Health care hit the first tier in the presidential election campaigns this week, with charges and counter-charges flying on the campaign trail and in the media. The stack of new papers and articles on my desk out just this week on the health reform debate is an inch thick. Here are some highlights of reports that offer actual facts and new insights:
- Galen Institute: Amy Menefee and I offer an analysis of the two presidential candidates' health reform proposals to asses which offers American families greater choice and control over their health care and spending decisions. That is a central issue that will determine acceptance of proposals by the American people, as Harry and Louise taught us 15 years ago. We conclude that Sen. Obama's plan would put much more power and control in the hands of government, while Sen. McCain would offer more choices in a competitive market reshaped to cater to consumers.
- The Wall Street Journal hit a home run with its editorial "Obama and Health-Care Equity," explaining clearly the flow of funds in the McCain plan and countering Sen. Obama's charge that McCain would tax "your health-care benefits for the first time in history." They explain that the McCain plan would make new and more generous tax benefits available to everyone, not just those getting health insurance at work.
"On choice, portability, quality and especially equity, the McCain health plan is far superior to Mr. Obama's. The Democrat is merely offering Canada on the installment plan," they conclude.
- The New York Times was more critical in a news story entitled, "Business Cool toward McCain's Health Coverage Plan." The article actually got the description of current and proposed tax policy right and didn't repeat the error we hear so often that employers are going to lose their tax benefit for health insurance. "Mr. McCain would not change the ability of companies to deduct health benefits as a business expense on their corporate income taxes," reporter Kevin Sack wrote, clearly having done his homework.

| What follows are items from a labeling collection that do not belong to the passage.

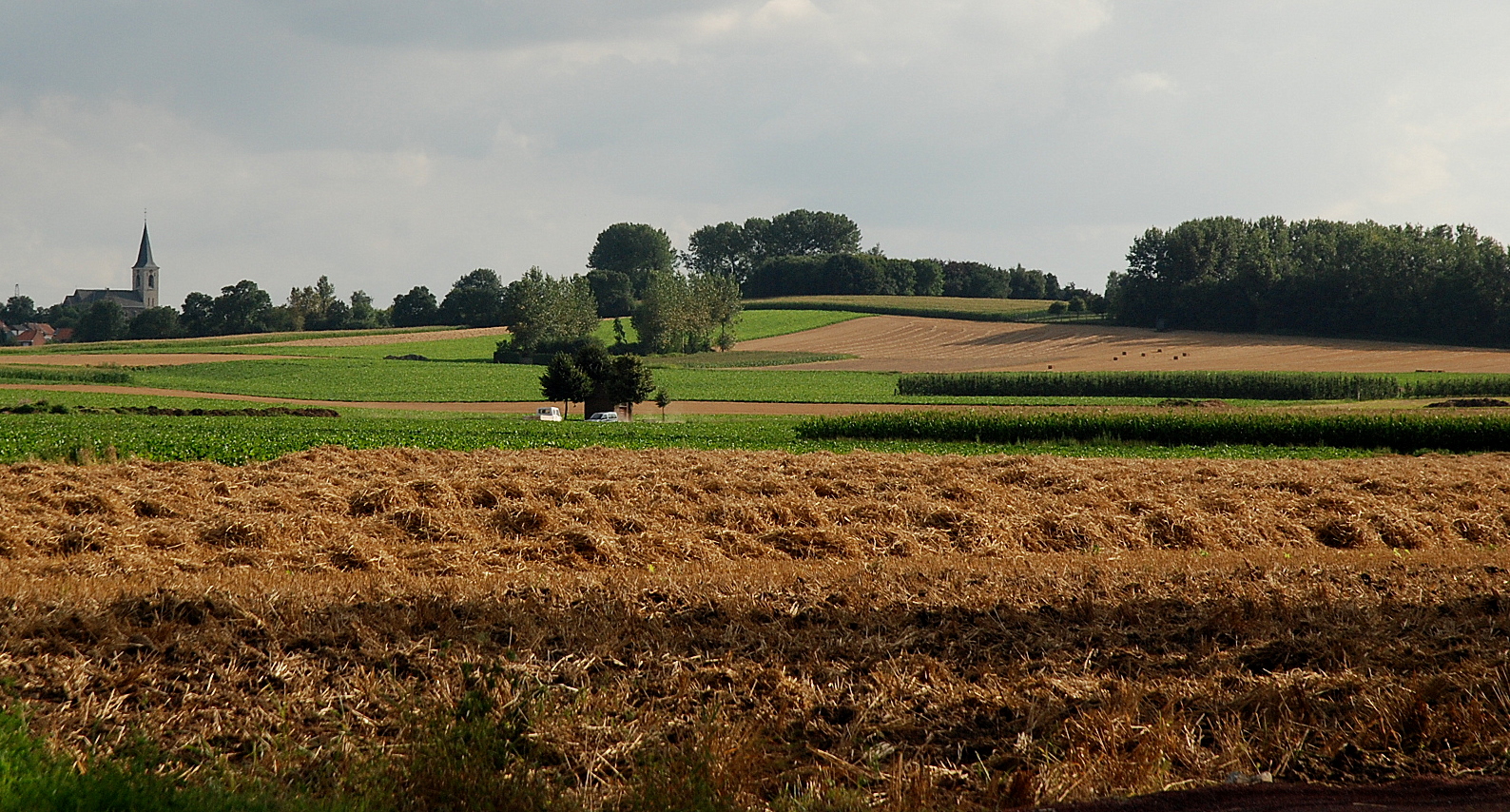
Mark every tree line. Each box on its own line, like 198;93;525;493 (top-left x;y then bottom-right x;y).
1107;218;1510;347
684;208;1069;300
0;208;1062;343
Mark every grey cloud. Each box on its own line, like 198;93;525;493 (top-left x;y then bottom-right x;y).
0;0;1510;300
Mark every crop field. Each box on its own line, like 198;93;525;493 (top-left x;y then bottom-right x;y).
111;358;918;403
0;311;863;370
742;316;1510;373
745;296;1050;315
797;409;1510;453
0;448;1510;810
0;390;1371;465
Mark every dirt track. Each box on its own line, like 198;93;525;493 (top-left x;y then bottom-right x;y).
740;316;1510;373
1042;779;1510;812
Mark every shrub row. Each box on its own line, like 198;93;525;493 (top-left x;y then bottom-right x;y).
897;371;1510;400
0;365;131;383
797;412;1510;453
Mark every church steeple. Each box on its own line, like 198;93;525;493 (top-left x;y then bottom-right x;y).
131;221;157;270
131;219;159;308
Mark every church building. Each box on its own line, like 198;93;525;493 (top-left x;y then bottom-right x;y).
64;223;157;319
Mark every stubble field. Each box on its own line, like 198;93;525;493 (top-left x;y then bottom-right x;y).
740;316;1510;373
9;448;1510;809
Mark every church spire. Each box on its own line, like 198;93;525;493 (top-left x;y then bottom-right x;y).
131;221;157;270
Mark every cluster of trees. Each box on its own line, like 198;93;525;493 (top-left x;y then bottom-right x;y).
12;276;388;341
683;208;1062;300
684;208;861;285
541;342;666;416
1107;218;1510;346
17;208;1069;343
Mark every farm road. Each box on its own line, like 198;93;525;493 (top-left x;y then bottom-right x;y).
740;316;1510;373
0;383;995;416
1039;779;1510;812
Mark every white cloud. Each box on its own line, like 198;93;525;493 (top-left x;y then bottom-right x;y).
1117;71;1179;95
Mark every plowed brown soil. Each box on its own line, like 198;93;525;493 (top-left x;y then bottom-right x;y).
0;448;1510;809
740;316;1510;373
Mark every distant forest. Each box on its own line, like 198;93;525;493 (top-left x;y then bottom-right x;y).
1107;218;1510;347
0;208;1074;340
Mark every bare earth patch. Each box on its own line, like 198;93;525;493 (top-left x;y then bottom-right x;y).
740;316;1510;373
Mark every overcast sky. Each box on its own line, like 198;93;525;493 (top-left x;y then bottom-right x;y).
0;0;1510;305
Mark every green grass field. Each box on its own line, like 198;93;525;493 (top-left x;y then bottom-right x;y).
0;396;1359;465
0;309;863;364
0;327;456;356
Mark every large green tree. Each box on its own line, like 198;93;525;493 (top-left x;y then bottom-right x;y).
391;285;441;327
210;280;273;335
588;223;676;299
588;269;634;319
634;272;740;353
686;208;861;283
74;299;126;341
0;296;36;324
501;267;598;355
439;267;503;327
126;308;178;338
285;276;339;331
1107;218;1510;346
758;208;860;257
541;353;591;416
687;222;757;282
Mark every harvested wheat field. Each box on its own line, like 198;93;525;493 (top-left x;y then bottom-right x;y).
740;316;1510;373
252;327;509;347
9;448;1510;809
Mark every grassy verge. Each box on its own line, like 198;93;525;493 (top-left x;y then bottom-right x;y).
0;401;1359;465
797;412;1510;453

(Imagine being a reporter: You not only have to cover the presidential election but also the intricacies of the health reform debate, and layer tax policy on top of that. And all on deadline!)
The article quoted officials with major business organizations who say they fear the McCain plan would erode employer benefits.
- Business: But the Business Roundtable, made up of CEOs of leading companies, issued a news release critical of the coverage: "Recent media assertions that Business Roundtable has concluded that John McCain's plan would 'cause employers to drop people from the health insurance they have now,' raise health care costs and do little to reduce the number of uninsured are an unfortunate mis-characterization of our position.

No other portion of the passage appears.